Setelah pamitan Zahra turun dari mobil, dia berdiri di tempat sampai mobil Leon tidak terlihat lagi. Baru di beranjak masuk ke rumah Kanaya.
Di rumah Kanaya, orang tampak ramai. Baik dari tim MUA yang melakukan tugas nya untuk mendokarasi kediaman Kanaya. Sampai para tetangga pun ikut andil untuk membantu mempersiapkan acara untuk besok.

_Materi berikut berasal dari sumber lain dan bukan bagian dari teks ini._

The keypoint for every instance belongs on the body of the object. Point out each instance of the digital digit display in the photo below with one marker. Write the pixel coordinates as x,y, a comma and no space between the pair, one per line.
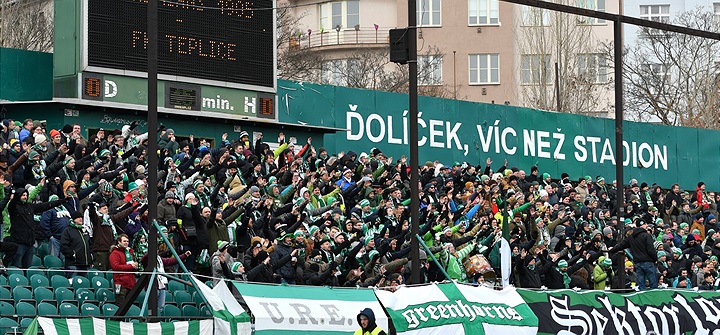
220,40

Zahra terus berjalan melewati beberapa manusia yang sibuk dengan pekerjaannya masing-masing. Membuat ia teringat saat waktu nikah dulu, boro-boro ada kegiatan seperti ini. Dirinya kan langsung di bawa ke tempat masjid, dimana ijab qabul akan dilangsungkan serta unsur pemaksaan yang begitu dominan yang ia dapat. Meskipun begitu, Alhamdulillah keuarganya rukun semua.
Karena pintu rumahnya yang terbuka lebar-lebar, jadi dia langsung masuk saja.
"Assalamualaikum Warahmatullahi Wabarkatuh..." salam Zahra kepada penghuni rumah ini.
"Waalaikumsalam Warahmatullahi Wabarkatuh..." jawab merek kompak, terlebih lagi jawaban salam bestie nya yang sangat semangat menyambut kedatangan Zahra.
"Ini dia nih nyonya Adipati! Baru nongol lu bestie." celetuk Alina di tengah keheningan omongan mereka saat selesai menjawab salam Zahra.
Zahra yang merasa namanya di panggil, hanya tersenyum pepsodent. Memperlihatkan deretan giginya yang rapi.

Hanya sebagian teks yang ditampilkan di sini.